Quality Engineers are an essential component of any agile development team. They are not a separate team that sits outside or alongside the group; instead, they are integrated and collaborate as equals in the development effort. Investigate one of these development teams. Quality Engineers will build automation frameworks, collaborate with developers on story implementation, provide feedback on story ACs and testability, and talk with users to better understand use cases. The Quality Engineer has a difficult job requiring engineering knowledge, good communication skills, user empathy, and a “creatively destructive” mindset.

Quality techniques in modern software delivery eliminate quality responsibilities and expect developers to own code from concept to production. These tactics work for companies in specific circumstances, and we do not believe they are incorrect or misdirected. Finding developers who are also experts in Quality Engineering, on the other hand, is difficult. Allowing team members to specialize in Quality Engineering naturally results in more powerful, successful teams. Some techniques delegate quality to outside teams or organizations. We are categorically opposed to all variants of these techniques. A dedicated Quality Engineer that works as an integrated part of every development team produces the greatest results in our modern, agile software development technique.

Value of Proximity

We believe that closeness between development and testing operations is advantageous. Success in software development necessitates efficient collaboration among all team members; nonetheless, we emphasize the importance of proximity between development and testing activities because many planned delivery techniques split development and testing. This isolation impairs a team’s capacity to generate high-quality results.

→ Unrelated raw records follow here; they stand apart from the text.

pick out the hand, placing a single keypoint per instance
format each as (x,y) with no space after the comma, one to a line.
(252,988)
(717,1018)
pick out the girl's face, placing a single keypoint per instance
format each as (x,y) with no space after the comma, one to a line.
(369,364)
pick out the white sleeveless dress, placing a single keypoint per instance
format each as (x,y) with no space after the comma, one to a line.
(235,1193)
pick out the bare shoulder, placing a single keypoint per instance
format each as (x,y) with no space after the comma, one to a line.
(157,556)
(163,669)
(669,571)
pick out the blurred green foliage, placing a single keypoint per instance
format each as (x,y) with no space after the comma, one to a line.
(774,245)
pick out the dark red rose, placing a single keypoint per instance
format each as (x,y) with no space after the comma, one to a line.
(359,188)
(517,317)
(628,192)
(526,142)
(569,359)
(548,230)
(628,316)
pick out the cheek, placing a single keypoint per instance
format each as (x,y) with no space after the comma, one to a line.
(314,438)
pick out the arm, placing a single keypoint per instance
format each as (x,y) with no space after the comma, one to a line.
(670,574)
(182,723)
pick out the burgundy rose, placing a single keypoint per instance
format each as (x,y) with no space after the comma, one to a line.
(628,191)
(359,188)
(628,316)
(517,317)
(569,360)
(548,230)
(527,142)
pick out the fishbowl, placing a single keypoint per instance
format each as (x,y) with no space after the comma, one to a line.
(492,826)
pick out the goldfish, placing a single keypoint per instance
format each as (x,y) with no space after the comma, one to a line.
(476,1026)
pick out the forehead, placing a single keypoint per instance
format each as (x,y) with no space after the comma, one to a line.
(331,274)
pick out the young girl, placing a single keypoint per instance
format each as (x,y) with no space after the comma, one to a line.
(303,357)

Proximity does not necessarily imply physical proximity; it simply means that development and testing activities are carried out simultaneously (virtually) by members of the same, small team who collaborate in real-time with no barriers (process, technological, or otherwise) impeding their interaction. It means that Developers and Quality Engineers are co-creators of a deliverable rather than components of an assembly line. It means that quality is integrated into software as it is created, rather than verified later, before a release or at the end of a sprint. Quality activities are both a component of and inextricably linked to development.

What does this look like in practice? It seems like Quality Engineers are participating in code reviews and merge requests. It seems like Developers are writing tests as part of story development, often alongside or in collaboration with a Quality Engineer. It looks like Quality Engineers are reviewing architecture plans for testability and talking through edge cases and possible adverse impacts with Developers and Product Owners during user story refinement. These activities mix quality into development, bringing dev and test activities into proximity.

Any method that diminishes the proximity of development and testing operations reduces their efficiency and effectiveness and negatively influences a team’s ability to produce quality. We are always critiquing our current procedures and looking for ways to improve them so that development and testing are as close as possible.

Conclusion

These basic concepts outline our approach to achieving quality in software development. The concepts have shown to be effective for us and our development process, which has been derived and refined over years of software delivery with hundreds of clients. None of them are original ideas; they are all taken from or influenced by companies or individuals who have expressed their views on quality. 

They are not flawless, exhaustive, or final but rather serve as beginning points for lengthier, more in-depth discussions about the complicated task of assuring quality in modern software delivery. We aim to achieve them in every delivery endeavor, but our understanding is constantly expanding, and our industry is continually changing. What works today may not work tomorrow, but preparing for the next challenge is half the pleasure.